Dell said it earned $749 million, or 29 cents per share, compared with $603 million, or 23 cents a share, in the same quarter a year ago. Analysts surveyed by Thomson First Call had expected earnings of 28 cents a share.
"Much of the industry's quarterly growth was at the low ends of the desktop and notebook categories, which offer little if any profitability," said Kevin Rollins, president and chief operating officer. "Dell met its operating targets by pursuing profitable growth."
While Dell did see growth in desktop and notebook sales, chief financial officer Jim Schneider and CEO Michael Dell indicated that they've seen an increase in corporate spending.
"It sounds like they're seeing a pickup in corporate demand, which is a major positive for 2004," said Alan Loewenstein, an analyst who covers Dell for John Hancock Technology Fund.
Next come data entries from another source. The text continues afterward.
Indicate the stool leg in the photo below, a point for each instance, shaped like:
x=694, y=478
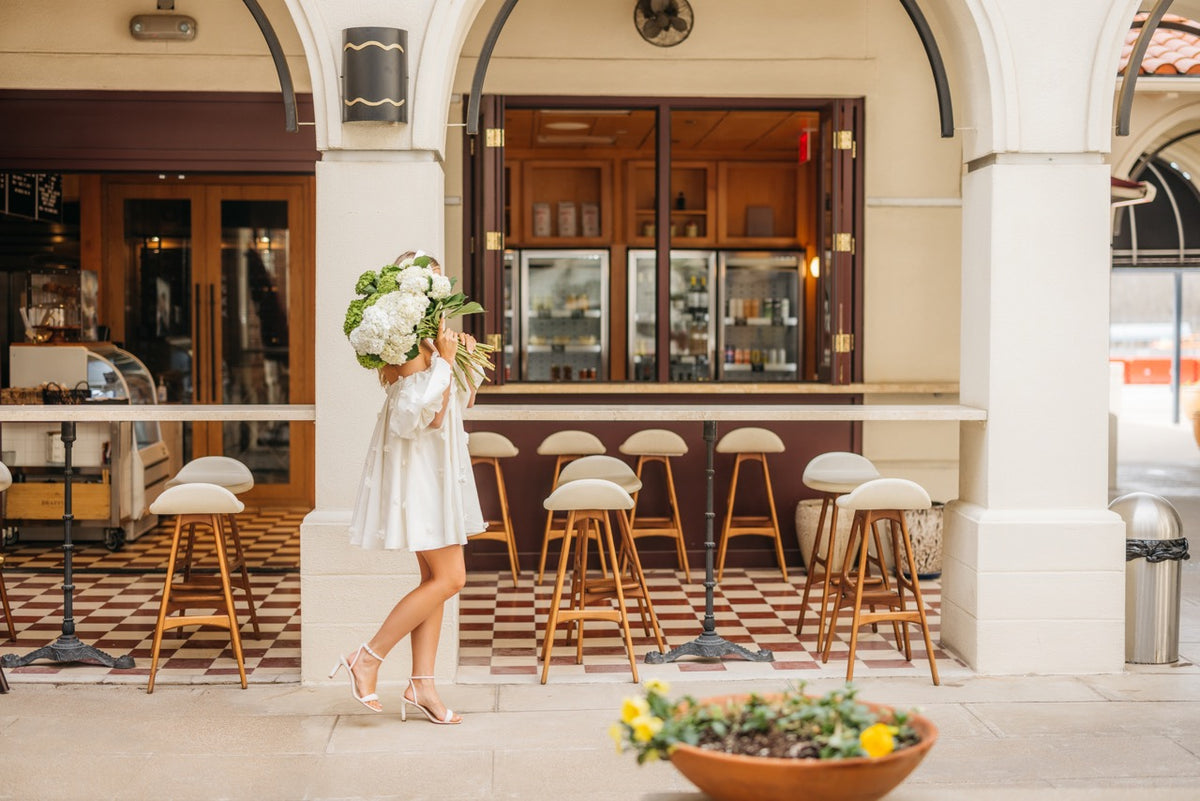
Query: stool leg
x=509, y=536
x=245, y=572
x=681, y=546
x=231, y=610
x=729, y=519
x=547, y=644
x=162, y=604
x=7, y=609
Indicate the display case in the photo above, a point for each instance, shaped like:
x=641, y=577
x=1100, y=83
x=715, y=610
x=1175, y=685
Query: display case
x=762, y=311
x=693, y=302
x=120, y=468
x=563, y=325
Dell's revenue was $11.5 billion, up from $9.7 billion in the same quarter last year.
For the year, the company earned $2.6 billion, up from nearly $2.1 billion in fiscal 2003.
"This is just one more confirmation point that we're in an uptick in technology spending--but not a gangbuster uptick," said Barry Jaruzelski, head of technology consulting at Booz Allen Hamilton. "People are confidently spending, but not going hog wild."
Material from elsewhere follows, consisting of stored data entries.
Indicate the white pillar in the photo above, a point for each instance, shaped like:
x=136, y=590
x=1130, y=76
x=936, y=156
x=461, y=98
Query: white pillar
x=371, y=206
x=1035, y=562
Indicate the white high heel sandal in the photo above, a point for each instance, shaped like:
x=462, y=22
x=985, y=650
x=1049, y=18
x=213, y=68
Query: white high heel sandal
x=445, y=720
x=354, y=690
Product shipments in Europe, the Middle East, and Africa rose 33 percent, primarily in the United Kingdom, France, and Germany.
Rollins and Dell said they expect first-quarter fiscal 2005 product shipments to rise more than 20 percent, ahead of anticipated industry growth.
"They continue to execute their model and it's working and as the economic recovery picks up they will definitely benefit and continue to grow faster than the rest of the industry," Loewenstein said.